Momento da entrega no Vaticano

Bonitas histórias merecem reconhecimento, aplausos e até cruzar o oceano para chegar as mãos do Papa.

Nesta terça-feira (04/12), o Papa Francisco foi agraciado com um exemplar do livro “Um bispo que amava os pobres”, de autoria do jornalista e diácono permanente José Nunes. Uma abordagem sobre a trajetória profética de Dom Marcelo Pinto Carvalheira – o 1º bispo da Diocese de Guarabira – em favor dos pobres.
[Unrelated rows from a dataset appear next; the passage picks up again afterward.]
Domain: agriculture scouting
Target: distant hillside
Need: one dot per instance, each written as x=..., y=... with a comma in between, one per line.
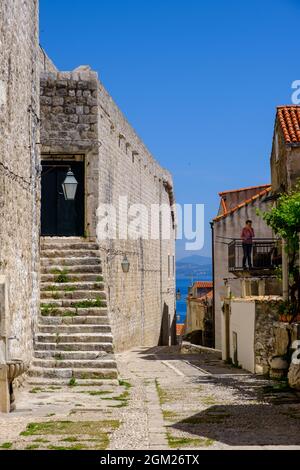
x=195, y=259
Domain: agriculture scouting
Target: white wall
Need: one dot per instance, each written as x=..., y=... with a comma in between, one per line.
x=242, y=321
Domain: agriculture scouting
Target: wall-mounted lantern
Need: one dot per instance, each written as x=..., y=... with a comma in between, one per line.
x=125, y=265
x=70, y=186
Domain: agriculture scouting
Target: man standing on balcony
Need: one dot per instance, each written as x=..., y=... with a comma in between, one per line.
x=247, y=240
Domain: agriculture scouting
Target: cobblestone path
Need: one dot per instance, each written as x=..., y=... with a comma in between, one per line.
x=165, y=400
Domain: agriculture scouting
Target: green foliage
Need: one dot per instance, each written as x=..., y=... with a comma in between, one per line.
x=6, y=445
x=284, y=219
x=72, y=382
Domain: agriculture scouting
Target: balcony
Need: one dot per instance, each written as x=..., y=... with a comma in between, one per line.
x=266, y=257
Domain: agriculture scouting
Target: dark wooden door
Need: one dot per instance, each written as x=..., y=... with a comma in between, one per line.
x=58, y=216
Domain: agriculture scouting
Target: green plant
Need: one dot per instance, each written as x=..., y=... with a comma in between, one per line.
x=284, y=219
x=72, y=382
x=6, y=445
x=90, y=303
x=62, y=277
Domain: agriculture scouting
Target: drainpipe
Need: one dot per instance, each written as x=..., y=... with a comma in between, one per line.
x=213, y=273
x=285, y=272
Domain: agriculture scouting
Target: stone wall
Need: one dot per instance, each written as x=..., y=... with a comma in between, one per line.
x=80, y=117
x=266, y=314
x=285, y=162
x=19, y=169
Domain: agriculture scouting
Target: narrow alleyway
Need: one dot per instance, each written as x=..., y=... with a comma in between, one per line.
x=165, y=400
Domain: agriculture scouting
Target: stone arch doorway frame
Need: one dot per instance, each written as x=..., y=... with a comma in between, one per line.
x=90, y=158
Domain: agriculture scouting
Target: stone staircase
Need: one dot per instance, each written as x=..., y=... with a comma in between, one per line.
x=74, y=343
A obra foi apresentada ao Pontífice pelo monsenhor Nereudo Freire da Arquidiocese da Paraíba. José Nunes vibrou!

Em vida, Dom Marcelo esteve pessoalmente com os Papas São João Paulo II e Bento XVI. Hoje, inscrito na história, se encontra com o Santo Padre através das páginas.

História

Natural de Pernambuco e expoente do chamado “clero progressista” da Igreja no Brasil, tendo atuado como assistente de dom Helder Câmara, arcebispo de Olinda e Recife, dom Marcelo Carvalheira assumiu atitudes combativas por ocasião de sua passagem pela Paraíba, denunciando, abertamente, crimes cometidos por uma facção do “Esquadrão da Morte”. Alinhou-se a dom José Maria Pires nos movimentos em favor dos oprimidos e na denúncia de situações de injustiça e opressão, que foram dominantes em nosso Estado entre as décadas de 70 e 80.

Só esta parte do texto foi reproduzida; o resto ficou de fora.